Pour une fois, Amédée se tenait calme, effacé, comme si on nous l’avait changé pendant la nuit. Se penchant sur Philomène qui était déjà prête à lui faire une camomille tellement elle le trouvait bizarre, il lui dit « dis, Philomène, est-ce que tu crois, toi, que Palilia nous laissera encore raconter des conneries quand elle supprimera son blog ? »

 

Philomène : et pourquoi tu voudrais qu’elle arrête ?

 

Amédée : et je sais pas tè ! À force, à force… elle tient tout ce qu’elle dit depuis quelques temps et je me demande si cette fois-ci ça ne sera pas la bonne.

 

Philomène : mais fiche-lui un peu la paix. Tu vois, elle doit vouloir laisser respirer Claude GIRAUD, ils doivent en avoir marre dans sa famille de voir toutes ces sottises tous les jours.

 

Amédée : tu parles, ils s’en foutent sinon ils auraient dit quelque chose : je l’aimais bien moi M. GIRAUD avec ses chevaux et ses films.

 

Philomène : c’est pas comme si tu ne les avais plus : et puis, tu sais y a plein de gens qui lui font des demandes de dédicaces ou qui l’appellent, c’est pénible et ça se calmera peut-être comme ça.

 

Amédée : et comment tu sais tout ça toi ?

 

Philomène : parce que Palilia me l’a dit et elle ne veut plus qu’à cause d’elle, les gens aillent l’embêter à lui.

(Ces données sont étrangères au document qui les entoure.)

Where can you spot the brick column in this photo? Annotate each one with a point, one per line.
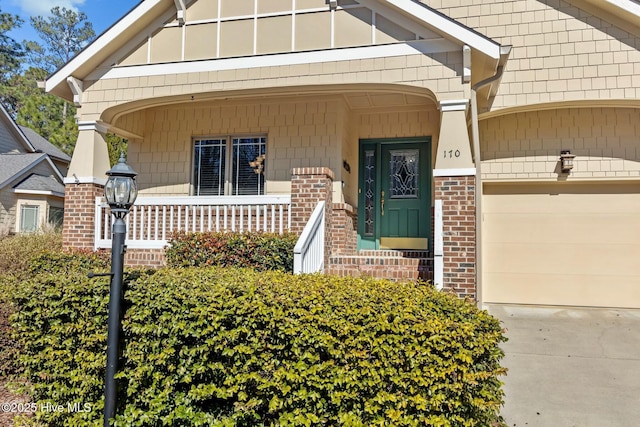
(459, 233)
(78, 229)
(308, 187)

C’est qu’il avance en âge maintenant et elle en fait assez de sottises pour sa part.

 

Amédée : més pét dé périgle ! On l’embête pas nous… elle raconte nos histoires. Mais.. et qu’est ce que tu fais Gontran ? Tu te lèves déjà de table ?

 

Gontran, pressé d’aller jeter la fève dans les fourrés répondit en patois « qué boy picha u cop ! »

 

Amédée : et qu’est ce qu’elle va faire de toutes ses photos et de tous ses films ?

 

Philomène : elle va se les garder tè ! Tu verrais son bureau au travail, elle a fait faire un grand calendrier avec la tête de Claude GIRAUD pour chaque mois dans un film. Il est joli hé ce calendrier, ça a dû lui coûter des sous mais ça m’étonne pas, elle est très dépensière. Après, elle a une grosse clé uhessebé pour tout ranger alors tu penses..

 

Amédée : et qu’est ce que c’est ?

 

Philomène : oh c’est un tout petit engin et tu peux faire rentrer plein de choses dedans, c’est incroyable.

 

Amédée : oh hilh dé caouque, elle pourrait pas nous mettre Désirée dedans ? Comme ça on aurait la paix !

 

Philomène : bè ! Vous vous embêteriez avec Gontran si vous n’aviez personne à critiquer. Tè ! j’entends du bruit, c’est Perrette et Adhémar avec les jumeaux. Ils sont beaux ces petits et ils en sont fiers

 

Amédée : il paraît que la petite ils l’appelleront Victoria.

 

Gontran rentra bruyamment sur ces entrefaites, de bien meilleure humeur qu’auparavant, avec la famille d’Adhémar sur les talons.

 

On finit la galette sans trouver la fève, tout en se promettant d’engueuler le boulanger qui ne l’y avait pas mise (hum hum). Gontran passait d’une fesse sur l’autre, Amédée se grattait la tête et Philomène et Adhémar échangeaient un clin d’oeil. Ils avaient bien compris va.

 

Amédée leva son verre à la santé des gens heureux qui se contentent de ce qu’ils ont et à la future naissance de la petite Victoria qui viendra dans les mois qui suivent ajouter son babil à la population de ce hameau.